St. Luke’s contention: St. Luke’s contended that the BIR should not consider its total revenues, because its free services to patients was P218,187,498 or 65.20% of its 1998 operating income. St. Luke’s also claimed that its income does not inure to the benefit of any individual. St. Luke’s maintained that it is a non-stock and non-profit institution for charitable and social welfare purposes under Section 30(E) and (G) of the NIRC. It argued that the making of profit per se does not destroy its income tax exemption.


ISSUE/S: Whether St. Lukes is liable for deficiency income tax in 1998 under Section 27(B) of the NIRC, which imposes a preferential tax rate of 10% on the income of proprietary non-profit hospitals.


RULING: There is no dispute that St. Luke’s is organized as a non-stock and non-profit charitable institution. However, this does not automatically exempt St. Luke’s from paying taxes. This only refers to the organization of St. Luke’s. Even if St. Luke’s meets the test of charity, a charitable institution is not ipso facto tax exempt. To be exempt from real property taxes, Section 28(3), Article VI of the Constitution requires that a charitable institution use the property “actually, directly and exclusively” for charitable purposes. To be exempt from income taxes, Section 30(E) of the NIRC requires that a charitable institution must be “organized and operated exclusively” for charitable purposes. Likewise, to be exempt from income taxes, Section 30(G) of the NIRC requires that the institution be “operated exclusively” for social welfare.

However, the last paragraph of Section 30 of the NIRC qualifies the words “organized and operated exclusively.”
Notwithstanding the provisions in the preceding paragraphs, the income of whatever kind and character of the foregoing organizations from any of their properties, real or personal, or from any of their activities conducted for profit regardless of the disposition made of such income, shall be subject to tax imposed under this Code


In short, the last paragraph of Section 30 provides that if a tax exempt charitable institution conducts “any” activity for profit, such activity is not tax exempt even as its not-for-profit activities remain tax exempt. This paragraph qualifies the requirements in Section 30(E) that the “[n]on-stock corporation or association [must be] organized and operated exclusively for x x x charitable x x x purposes x x x.” It likewise qualifies the requirement in Section 30(G) that the civic organization must be “operated exclusively” for the promotion of social welfare.

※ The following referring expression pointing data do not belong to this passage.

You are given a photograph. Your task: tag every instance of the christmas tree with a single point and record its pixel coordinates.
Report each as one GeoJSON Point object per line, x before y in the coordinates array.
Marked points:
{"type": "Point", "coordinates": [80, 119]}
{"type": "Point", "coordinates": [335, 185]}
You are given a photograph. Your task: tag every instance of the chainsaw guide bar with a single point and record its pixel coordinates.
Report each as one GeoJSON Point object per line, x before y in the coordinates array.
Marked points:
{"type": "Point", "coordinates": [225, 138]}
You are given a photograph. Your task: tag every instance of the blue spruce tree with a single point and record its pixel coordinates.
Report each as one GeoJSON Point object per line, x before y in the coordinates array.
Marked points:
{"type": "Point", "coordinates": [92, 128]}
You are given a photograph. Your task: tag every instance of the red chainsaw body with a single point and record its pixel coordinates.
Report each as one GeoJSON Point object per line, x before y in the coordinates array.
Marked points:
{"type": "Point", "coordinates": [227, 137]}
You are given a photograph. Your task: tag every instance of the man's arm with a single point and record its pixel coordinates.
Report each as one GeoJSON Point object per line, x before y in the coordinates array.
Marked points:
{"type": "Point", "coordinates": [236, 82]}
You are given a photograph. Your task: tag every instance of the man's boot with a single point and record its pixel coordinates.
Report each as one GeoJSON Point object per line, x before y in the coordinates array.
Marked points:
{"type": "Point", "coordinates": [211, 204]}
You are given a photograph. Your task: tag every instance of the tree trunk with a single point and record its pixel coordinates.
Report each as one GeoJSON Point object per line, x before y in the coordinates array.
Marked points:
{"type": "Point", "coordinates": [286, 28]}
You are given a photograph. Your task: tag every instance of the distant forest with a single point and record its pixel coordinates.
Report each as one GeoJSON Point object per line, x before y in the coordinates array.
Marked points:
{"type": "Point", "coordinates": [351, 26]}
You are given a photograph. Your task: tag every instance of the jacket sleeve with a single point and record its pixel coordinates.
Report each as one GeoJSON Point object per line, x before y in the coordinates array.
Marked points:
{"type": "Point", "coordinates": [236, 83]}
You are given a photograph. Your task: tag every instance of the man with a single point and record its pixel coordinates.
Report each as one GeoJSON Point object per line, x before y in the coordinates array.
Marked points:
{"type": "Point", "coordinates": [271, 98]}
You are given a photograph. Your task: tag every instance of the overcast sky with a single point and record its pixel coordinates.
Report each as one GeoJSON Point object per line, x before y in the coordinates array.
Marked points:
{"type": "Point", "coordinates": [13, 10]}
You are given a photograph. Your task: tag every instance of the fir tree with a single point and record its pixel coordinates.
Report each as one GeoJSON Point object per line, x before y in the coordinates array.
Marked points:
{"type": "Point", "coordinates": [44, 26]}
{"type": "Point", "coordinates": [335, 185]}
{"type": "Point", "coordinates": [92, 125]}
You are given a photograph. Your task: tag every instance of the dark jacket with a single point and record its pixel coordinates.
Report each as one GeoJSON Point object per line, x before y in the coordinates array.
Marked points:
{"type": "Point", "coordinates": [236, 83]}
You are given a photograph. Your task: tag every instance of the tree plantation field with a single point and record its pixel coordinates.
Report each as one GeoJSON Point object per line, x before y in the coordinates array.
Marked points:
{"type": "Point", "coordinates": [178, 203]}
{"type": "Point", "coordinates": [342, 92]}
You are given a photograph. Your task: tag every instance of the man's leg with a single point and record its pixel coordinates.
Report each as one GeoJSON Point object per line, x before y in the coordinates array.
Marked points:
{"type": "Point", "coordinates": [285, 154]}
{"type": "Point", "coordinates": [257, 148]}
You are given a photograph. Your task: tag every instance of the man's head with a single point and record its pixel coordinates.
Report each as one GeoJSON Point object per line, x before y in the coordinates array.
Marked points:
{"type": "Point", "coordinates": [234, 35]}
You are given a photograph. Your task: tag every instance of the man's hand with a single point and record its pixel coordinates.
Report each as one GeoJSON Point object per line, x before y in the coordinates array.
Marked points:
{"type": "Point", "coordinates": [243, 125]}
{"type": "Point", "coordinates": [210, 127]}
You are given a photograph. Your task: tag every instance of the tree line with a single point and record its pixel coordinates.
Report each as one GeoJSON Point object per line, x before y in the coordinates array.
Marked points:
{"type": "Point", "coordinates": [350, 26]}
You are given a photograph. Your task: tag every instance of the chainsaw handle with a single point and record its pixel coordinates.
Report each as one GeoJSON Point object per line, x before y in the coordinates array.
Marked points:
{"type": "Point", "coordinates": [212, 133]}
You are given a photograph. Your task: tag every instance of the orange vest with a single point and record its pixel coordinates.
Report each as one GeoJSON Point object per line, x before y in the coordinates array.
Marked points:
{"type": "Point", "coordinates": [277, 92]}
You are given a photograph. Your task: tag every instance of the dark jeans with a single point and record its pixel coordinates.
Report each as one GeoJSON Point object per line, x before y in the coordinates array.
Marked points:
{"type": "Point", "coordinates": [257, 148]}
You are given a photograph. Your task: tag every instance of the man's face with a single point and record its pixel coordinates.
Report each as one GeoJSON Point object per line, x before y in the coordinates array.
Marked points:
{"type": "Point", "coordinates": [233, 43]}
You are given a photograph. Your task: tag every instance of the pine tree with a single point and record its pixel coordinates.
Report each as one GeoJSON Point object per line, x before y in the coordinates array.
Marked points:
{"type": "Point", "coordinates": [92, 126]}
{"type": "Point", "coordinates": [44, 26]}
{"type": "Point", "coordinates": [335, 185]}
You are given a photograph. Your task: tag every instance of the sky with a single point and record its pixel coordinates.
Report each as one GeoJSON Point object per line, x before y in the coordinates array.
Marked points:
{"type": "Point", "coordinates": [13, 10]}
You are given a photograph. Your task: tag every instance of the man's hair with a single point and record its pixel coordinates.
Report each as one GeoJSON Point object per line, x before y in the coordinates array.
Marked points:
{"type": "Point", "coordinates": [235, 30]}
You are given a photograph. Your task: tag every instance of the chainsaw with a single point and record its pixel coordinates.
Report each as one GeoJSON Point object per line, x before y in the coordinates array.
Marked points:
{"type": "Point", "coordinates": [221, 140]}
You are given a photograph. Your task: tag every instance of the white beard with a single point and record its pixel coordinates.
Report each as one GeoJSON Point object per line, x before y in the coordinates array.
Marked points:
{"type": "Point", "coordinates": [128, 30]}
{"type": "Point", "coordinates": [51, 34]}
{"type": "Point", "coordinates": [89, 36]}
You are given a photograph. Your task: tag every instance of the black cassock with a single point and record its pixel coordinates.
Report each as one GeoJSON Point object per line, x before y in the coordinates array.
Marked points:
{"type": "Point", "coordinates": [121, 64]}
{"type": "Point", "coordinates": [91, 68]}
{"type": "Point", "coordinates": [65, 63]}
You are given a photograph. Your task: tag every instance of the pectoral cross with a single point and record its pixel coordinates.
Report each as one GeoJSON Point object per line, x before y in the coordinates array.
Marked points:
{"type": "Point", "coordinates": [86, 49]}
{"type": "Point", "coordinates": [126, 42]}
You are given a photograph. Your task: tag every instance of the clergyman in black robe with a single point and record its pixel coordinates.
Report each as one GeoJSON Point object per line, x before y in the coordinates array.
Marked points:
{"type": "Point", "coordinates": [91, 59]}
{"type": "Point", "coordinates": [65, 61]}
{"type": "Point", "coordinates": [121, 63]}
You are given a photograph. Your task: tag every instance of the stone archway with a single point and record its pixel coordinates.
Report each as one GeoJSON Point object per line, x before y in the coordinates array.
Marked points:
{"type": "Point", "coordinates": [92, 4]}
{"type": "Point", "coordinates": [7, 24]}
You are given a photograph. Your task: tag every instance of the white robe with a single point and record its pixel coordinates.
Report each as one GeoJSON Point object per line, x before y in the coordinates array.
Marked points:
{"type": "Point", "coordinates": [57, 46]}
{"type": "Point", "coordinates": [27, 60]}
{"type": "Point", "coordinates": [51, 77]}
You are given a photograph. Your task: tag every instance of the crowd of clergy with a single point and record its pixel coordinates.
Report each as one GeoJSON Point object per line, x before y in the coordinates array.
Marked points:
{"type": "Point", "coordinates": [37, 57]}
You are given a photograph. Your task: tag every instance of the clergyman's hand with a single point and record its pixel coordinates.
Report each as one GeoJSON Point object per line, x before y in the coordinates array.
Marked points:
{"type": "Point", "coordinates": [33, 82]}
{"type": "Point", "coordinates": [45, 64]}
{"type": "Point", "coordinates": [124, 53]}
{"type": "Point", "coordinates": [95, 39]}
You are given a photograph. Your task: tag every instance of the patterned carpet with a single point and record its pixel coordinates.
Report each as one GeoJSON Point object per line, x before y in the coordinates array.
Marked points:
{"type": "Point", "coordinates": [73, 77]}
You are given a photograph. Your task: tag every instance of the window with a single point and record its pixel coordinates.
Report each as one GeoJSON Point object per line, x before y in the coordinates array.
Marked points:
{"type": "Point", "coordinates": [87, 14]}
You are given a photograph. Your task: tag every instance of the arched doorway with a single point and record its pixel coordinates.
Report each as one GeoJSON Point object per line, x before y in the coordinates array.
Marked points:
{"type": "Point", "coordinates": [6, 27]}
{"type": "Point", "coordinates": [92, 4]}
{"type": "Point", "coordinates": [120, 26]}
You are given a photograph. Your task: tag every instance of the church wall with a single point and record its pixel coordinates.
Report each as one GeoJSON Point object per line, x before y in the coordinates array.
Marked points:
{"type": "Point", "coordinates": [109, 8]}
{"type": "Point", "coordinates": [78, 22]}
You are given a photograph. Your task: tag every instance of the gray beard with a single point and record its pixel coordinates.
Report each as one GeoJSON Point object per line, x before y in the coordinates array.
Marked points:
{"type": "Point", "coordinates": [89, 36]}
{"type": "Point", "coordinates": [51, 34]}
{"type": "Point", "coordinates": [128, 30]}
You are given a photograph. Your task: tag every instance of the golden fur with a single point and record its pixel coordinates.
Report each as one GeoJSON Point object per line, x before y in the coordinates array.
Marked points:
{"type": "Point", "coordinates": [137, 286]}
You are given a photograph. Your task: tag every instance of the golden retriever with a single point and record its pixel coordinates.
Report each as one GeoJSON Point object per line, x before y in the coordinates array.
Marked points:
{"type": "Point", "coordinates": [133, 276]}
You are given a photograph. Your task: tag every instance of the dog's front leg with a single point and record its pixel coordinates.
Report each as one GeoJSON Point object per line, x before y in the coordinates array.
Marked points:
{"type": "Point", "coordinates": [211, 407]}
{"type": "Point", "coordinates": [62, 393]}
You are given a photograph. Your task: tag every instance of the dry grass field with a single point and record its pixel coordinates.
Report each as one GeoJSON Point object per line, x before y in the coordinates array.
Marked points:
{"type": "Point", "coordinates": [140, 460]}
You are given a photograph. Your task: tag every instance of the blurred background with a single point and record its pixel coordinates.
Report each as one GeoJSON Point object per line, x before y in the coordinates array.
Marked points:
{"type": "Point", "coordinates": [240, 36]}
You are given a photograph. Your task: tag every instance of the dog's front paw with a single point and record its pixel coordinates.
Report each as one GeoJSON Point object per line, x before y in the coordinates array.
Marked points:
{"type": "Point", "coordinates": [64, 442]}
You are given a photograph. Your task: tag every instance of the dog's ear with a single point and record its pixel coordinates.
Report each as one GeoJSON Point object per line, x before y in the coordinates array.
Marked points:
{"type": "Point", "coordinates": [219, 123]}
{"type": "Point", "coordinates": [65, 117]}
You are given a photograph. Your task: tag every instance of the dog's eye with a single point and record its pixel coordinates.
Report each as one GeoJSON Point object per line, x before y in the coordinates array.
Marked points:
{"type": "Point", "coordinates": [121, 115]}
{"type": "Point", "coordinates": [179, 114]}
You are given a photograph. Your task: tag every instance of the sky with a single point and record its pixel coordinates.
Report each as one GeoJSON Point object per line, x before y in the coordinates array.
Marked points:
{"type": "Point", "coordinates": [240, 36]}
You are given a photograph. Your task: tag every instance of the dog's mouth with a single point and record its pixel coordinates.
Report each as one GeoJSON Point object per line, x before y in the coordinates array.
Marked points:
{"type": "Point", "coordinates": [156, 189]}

Thus, even if the charitable institution must be “organized and operated exclusively” for charitable purposes, it is nevertheless allowed to engage in “activities conducted for profit” without losing its tax exempt status for its not-for-profit activities. The only consequence is that the “income of whatever kind and character” of a charitable institution “from any of its activities conducted for profit, regardless of the disposition made of such income, shall be subject to tax.”

In 1998, St. Luke’s had total revenues of P1,730,367,965 from services to paying patients. It cannot be disputed that a hospital which receives approximately P1.73 billion from paying patients is not an institution “operated exclusively” for charitable purposes. Clearly, revenues from paying patients are income received from “activities conducted for profit.” Services to paying patients are activities conducted for profit. They cannot be considered any other way. There is a “purpose to make profit over and above the cost” of services.


The Court finds that St. Luke’s is a corporation that is not “operated exclusively” for charitable or social welfare purposes insofar as its revenues from paying patients are concerned. This ruling is based not only on a strict interpretation of a provision granting tax exemption, but also on the clear and plain text of Section 30(E) and (G). Section 30(E) and (G) of the NIRC requires that an institution be “operated exclusively” for charitable or social welfare purposes to be completely exempt from income tax. An institution under Section 30(E) or (G) does not lose its tax exemption if it earns income from its for-profit activities. Such income from for-profit activities, under the last paragraph of Section 30, is merely subject to income tax, previously at the ordinary corporate rate but now at the preferential 10% rate pursuant to Section 27(B).